EU CO2 loophole may aid Ryanair
Irish taxpayers could have to carry the cost of Ryanair's greenhouse gas emissions, even from flights that never take off from or land in Ireland, due to a loophole in new emission trading regulations proposed by the European Commission, it has been claimed.
The EU intends to include the aviation industry in its emissions trading scheme, which limits the amount of CO2 companies can produce and forces them to buy extra allowances or "carbon credits" if they exceed their allocated permits.
Aviation has until now been exempt from the scheme. The European Parliament yesterday backed the commission's proposals to extend the scheme to the aviation sector.
Under the current scheme, which began in 2005, member states have a set amount of carbon credits to disburse to their industries. Because the aviation sector is a new entrant to the scheme, separate aviation allowances are being created.
However, a clause in the regulations allows airlines to exchange aviation allowances for national allowances. An airline can only make an exchange with the member state in which its company is registered and the member state cannot refuse the exchange and cannot impose any financial penalty on the airline for making the exchange.
Once a member state has received aviation allowances resulting from this exchange, it can only trade them on to another airline, and cannot use the credits on any other industry. If a state is left short of national allowances after surrendering them to an airline, it must buy extra credits on the open market.

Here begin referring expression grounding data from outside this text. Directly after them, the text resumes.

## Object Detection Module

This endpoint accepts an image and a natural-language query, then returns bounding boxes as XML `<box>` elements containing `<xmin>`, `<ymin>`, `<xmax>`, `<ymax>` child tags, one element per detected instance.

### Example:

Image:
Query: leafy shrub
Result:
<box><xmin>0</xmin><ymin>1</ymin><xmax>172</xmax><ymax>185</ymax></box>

An additional difficulty arises in relation to the price of the two types of credit. If aviation allowances are in good supply, they may have a lower monetary value on the open market than national allowances. If this emerges, airlines are likely to be even more enthusiastic about making the exchange and states could find themselves paying a high price to buy additional national allowances, but achieving a low price for the aviation allowances.
Fine Gael MEP Avril Doyle said this clause could sharply reduce Ireland's supply of national allowances, if a large airline such as Ryanair chose to cash in their aviation credits.
"The Irish registry will carry a disproportionate share of flights on our books due to the size and geographic spread of some airlines, particularly Ryanair, which is registered with the Irish Aviation Authority for all of its EU operations."
Ms Doyle added: "If they (Ryanair) chose to convert their allowances for these flights, the Irish taxpayer could end up financing a windfall profit. That's not what the scheme was designed for."
The European Parliament yesterday passed an amendment that would remove this clause from the regulations. However, this amendment must be ratified by the council of ministers and supported by the commission to become part of a directive.
MEPs also voted yesterday to bring forward the inclusion of flights to and from non-EU countries into the emissions trading scheme. The commission's regulations apply to flights within the EU from 2011 and all flights to and from EU airports to non-EU countries from 2012.